Hopefully next week I’ll manage to pull some thoughts together on how it’s going.
A personal take on depression
Each time I start to feel down I have the same familiar physical sensations of anxiety. These cause me to pause and reflect and I can usually look back over the months preceding this to see that I’ve been distracted, sleeping poorly and usually fairly run down. If I’m lucky I ride this out; it’s just a wee blip and I get back to trundling along fairly reasonably. If I’m not lucky, my mind gets to work on solving the ‘problem’ of why I’m down. It goes into an intensely logical state and analyses all it can to try and think my way out of this. The stream of, ultimately unhelpful, thoughts are constant; hyper-critical, self-absorbed, anxious and mildly paranoid. They shoot off tangentially to new avenues of inquiry all too frequently. I can’t focus or get even simple tasks done, which I then add to the list of failures and frustrations, and I get angry, agitated and more down on myself and everyone else.

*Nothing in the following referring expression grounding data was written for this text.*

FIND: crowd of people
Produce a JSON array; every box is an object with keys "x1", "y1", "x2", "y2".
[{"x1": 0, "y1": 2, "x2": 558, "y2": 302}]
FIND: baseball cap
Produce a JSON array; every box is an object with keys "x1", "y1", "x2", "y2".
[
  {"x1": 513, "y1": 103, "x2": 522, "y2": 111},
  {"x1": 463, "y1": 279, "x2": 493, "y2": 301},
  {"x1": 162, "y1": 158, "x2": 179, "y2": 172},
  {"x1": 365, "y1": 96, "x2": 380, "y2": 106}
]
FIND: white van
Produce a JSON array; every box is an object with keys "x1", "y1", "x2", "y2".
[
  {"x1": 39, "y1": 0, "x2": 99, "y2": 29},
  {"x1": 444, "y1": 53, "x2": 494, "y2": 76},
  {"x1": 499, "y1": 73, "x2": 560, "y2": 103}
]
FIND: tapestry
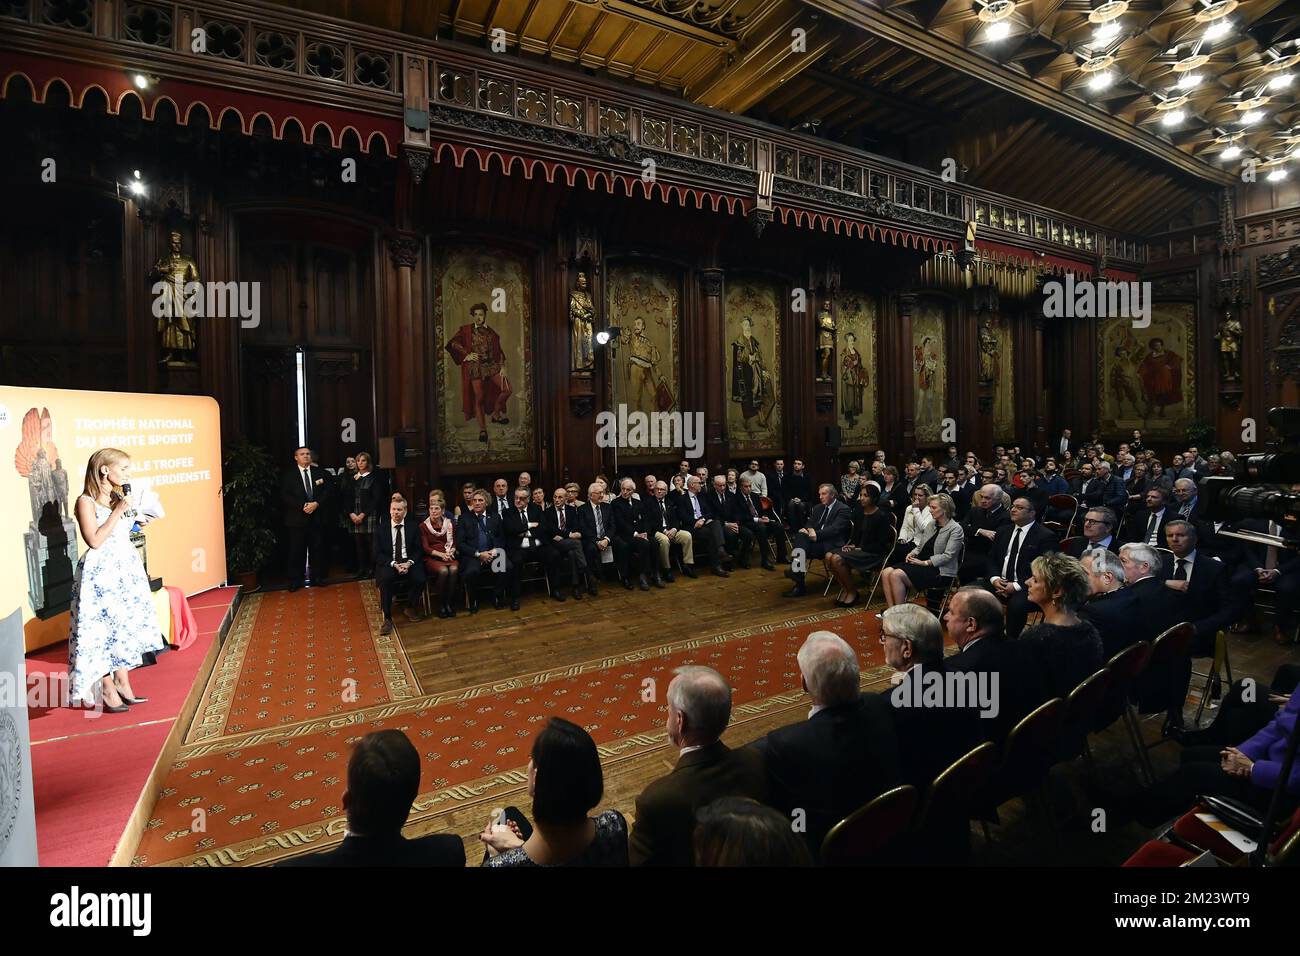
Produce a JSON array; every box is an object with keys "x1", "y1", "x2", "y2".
[
  {"x1": 1098, "y1": 302, "x2": 1195, "y2": 439},
  {"x1": 433, "y1": 247, "x2": 534, "y2": 465},
  {"x1": 726, "y1": 279, "x2": 782, "y2": 451},
  {"x1": 836, "y1": 293, "x2": 878, "y2": 447},
  {"x1": 608, "y1": 264, "x2": 681, "y2": 447},
  {"x1": 912, "y1": 302, "x2": 947, "y2": 443}
]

Usually I can keep this in check. It stays internal, I fight it and quite often I win. Sometimes though I only think I’m winning and instead it’s gradually chipping away at me. Then it can be something small, apparently inconsequential, and not usually making any sense to anyone else, that floors me. In the past it’s been a regular meeting, a disagreement with someone and once even (and I kid you not) a failed attempt to wrap a sandwich in cling-film. That’s all it takes to finally break. It doesn’t seem much but really it’s the accumulation of countless of tiny self-criticisms and undermining thoughts. leading up to that point that does it.
Up until now I’ll have been depressed and anxious though outwardly appearing functional and pretty normal but when this hits I can’t function. The world becomes too busy, noisy, scary and unwelcoming a place. I can’t think. Even simple tasks will be beyond me. It feels like a huge pulse of unwanted negative emotion. It feels extremely intense but usually doesn’t last at that level for all that long. Afterwards I’m left with a crushing low that’s experienced as a physical sensation as much as felt in the mind. It exhausts me and my brain feels sensitive, raw. I am left with no resilience and submit to the depression I can’t fight off any more.
I’m lucky, I’ve always managed to come back from this place. Sometimes it taken longer than others but every time, even if its only just fleetingly, I worry that I might not get well again.
So that’s what’s appealing about the mindfulness. It’s about looking for a release from that worrying and finding an acceptance about how I am at any given moment.